# A Configurable Framework for Investigating Workload Execution

Eric Matthews<sup>1</sup>, Lesley Shannon<sup>1</sup>, Alexandra Fedorova<sup>2</sup>

School of Engineering Science<sup>1</sup>, School of Computing Science<sup>2</sup>, Simon Fraser University 8888 University Drive, Burnaby, BC Canada V5A 1S6 {ematthew,lshannon,fedorova}@sfu.ca

*Abstract*—Processor systems contain a limited number of hardware counters that provide some visibility for certain types of interactions, but do not support sophisticated analysis due to limited resources. By contrast, system software simulators provide multidimensional runtime data, but slowdown application execution, often resulting in an inaccurate picture of hardware/software interactions. The ideal solution to this problem is to create a dedicated hardware unit to "watch" the processor for these types of behaviours. In this paper, we present a hardware framework that leverages an FPGA's reconfigurable fabric to investigate of workload execution behaviours on processors using a hArdware-Based Analyzer for the Characterization of User Software (ABACUS). ABACUS is currently able to interface with the LEON3 processor using 1367 FFs, 1504 LUTs and 1 Block RAM on a Virtex 2Pro running at 144MHz.

# I. INTRODUCTION

As processor systems grow more complex, understanding workload performance characteristics becomes increasingly difficult. To obtain information on the run-time behaviour of threads, visibility into the processor's architecture is needed to monitor workload interactions. However, the greatest benefactors of this type of information are software designers of high performance applications (e.g. games). Due to performance and complexity issues, most simulators choose to focus on a particular level in the system hierarchy. Any simulator implemented in software that does provide this combined level of visibility will likely run much slower, a drawback when trying to understand thread interactions to improve software execution. Thus, a better way to gain the desired visibility into these types of behaviours is to create additional hardware to "watch" the processor for these types of behaviours.

In this paper, we present a hardware framework for the investigation of workload execution behaviour on a processor using a FPGA called the hArdware-Based Analyzer for the Characterization of User Software (ABACUS). ABACUS is a generic, configurable analyzer that allows designers to create and instantiate new profiling units to monitor specific behaviours to better understand thread interactions during execution and how this impacts performance. ABACUS is connected to the processor by only the minimal set of signals needed to collect the desired metrics; all profiling units are memory mapped so that users can change their configuration at run time to analyze the workload. This information can be used to improve the performance of software workload execution. The specific contributions of this paper include:

- Examples of possible profiling units; and
- A set of experimental data demonstrating that ABACUS can be used to obtain the same types of results as Simics [1], a popular software simulator for researchers.

The remainder of this paper is organized as follows.
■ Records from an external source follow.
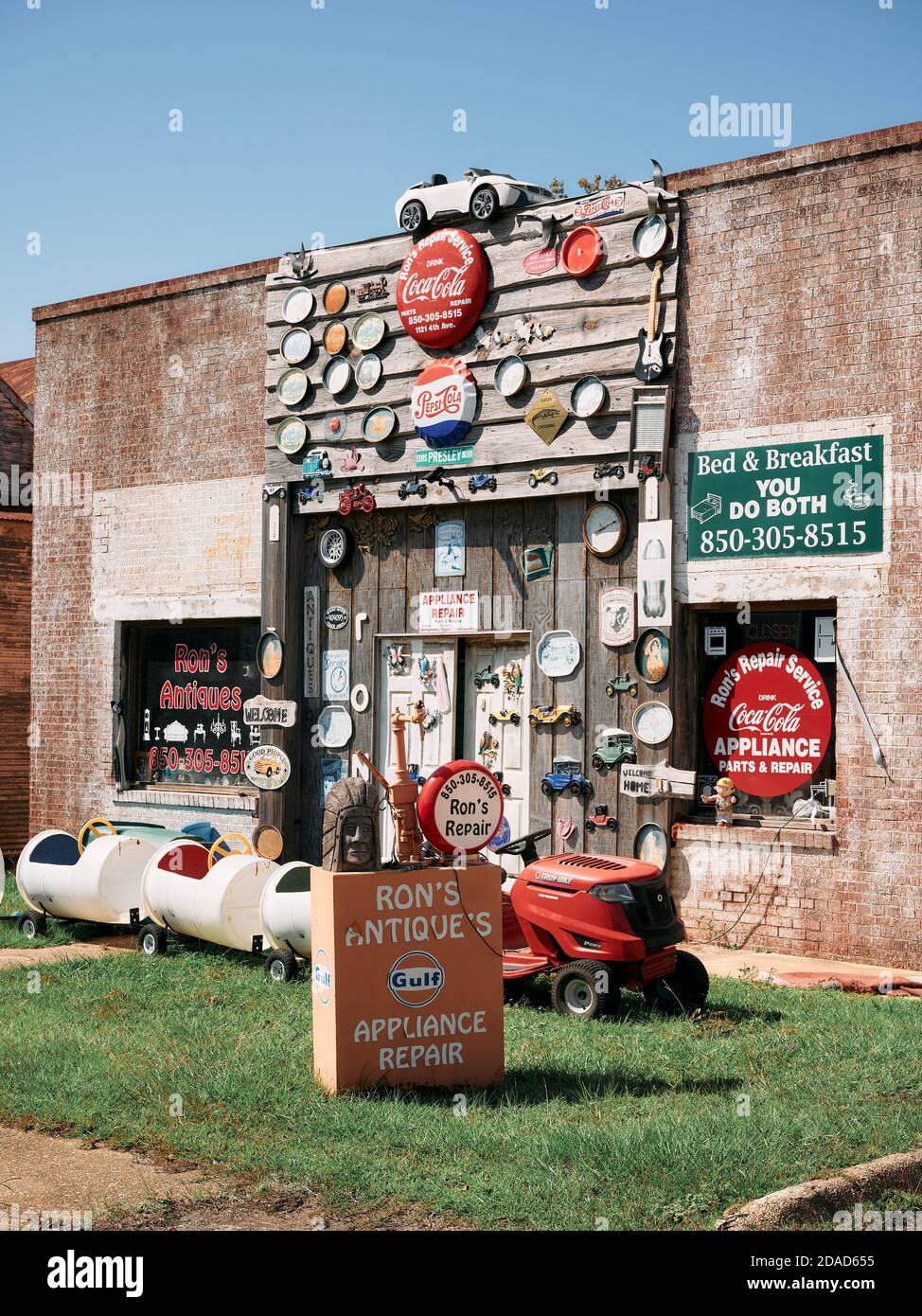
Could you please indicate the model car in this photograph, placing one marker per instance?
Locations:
(566, 775)
(505, 715)
(357, 499)
(613, 746)
(482, 481)
(479, 194)
(546, 714)
(412, 486)
(541, 476)
(621, 685)
(601, 819)
(487, 677)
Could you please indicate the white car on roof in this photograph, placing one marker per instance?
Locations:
(479, 194)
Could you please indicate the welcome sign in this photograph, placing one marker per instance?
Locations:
(782, 500)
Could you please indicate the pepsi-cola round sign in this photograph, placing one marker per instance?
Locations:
(767, 720)
(461, 807)
(443, 401)
(442, 287)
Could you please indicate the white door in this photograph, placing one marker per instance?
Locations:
(426, 672)
(503, 744)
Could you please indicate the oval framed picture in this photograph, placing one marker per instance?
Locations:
(270, 654)
(297, 306)
(296, 347)
(293, 385)
(651, 845)
(368, 371)
(651, 657)
(368, 330)
(652, 722)
(336, 295)
(337, 375)
(291, 435)
(379, 424)
(334, 337)
(604, 529)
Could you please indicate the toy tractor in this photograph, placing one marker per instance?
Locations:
(613, 925)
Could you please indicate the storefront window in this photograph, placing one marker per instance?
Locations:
(185, 712)
(769, 711)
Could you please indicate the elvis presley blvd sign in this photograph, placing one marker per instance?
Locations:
(783, 500)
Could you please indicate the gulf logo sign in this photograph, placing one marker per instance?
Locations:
(416, 979)
(443, 401)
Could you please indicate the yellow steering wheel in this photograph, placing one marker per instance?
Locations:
(91, 827)
(220, 850)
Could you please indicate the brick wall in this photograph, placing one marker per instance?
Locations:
(803, 313)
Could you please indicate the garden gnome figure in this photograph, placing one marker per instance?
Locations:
(725, 800)
(350, 828)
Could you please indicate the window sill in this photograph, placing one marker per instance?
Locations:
(796, 837)
(189, 798)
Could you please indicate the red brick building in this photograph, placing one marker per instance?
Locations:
(797, 323)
Section II discusses the related work and Section III describes ABACUS's architecture as well as the existing profiling units. Section IV outlines the current platform into which we have integrated and ABACUS. the results obtained using ABACUS in contrast to Simics. Finally, Section V concludes the paper and summarizes future work.

# II. BACKGROUND

The previous work related to ABACUS falls into two main categories: traditional methods of obtaining useful data on thread behaviour (i.e. software simulators and hardware counters); and using FPGAs for processor architecture research and on-chip profiling.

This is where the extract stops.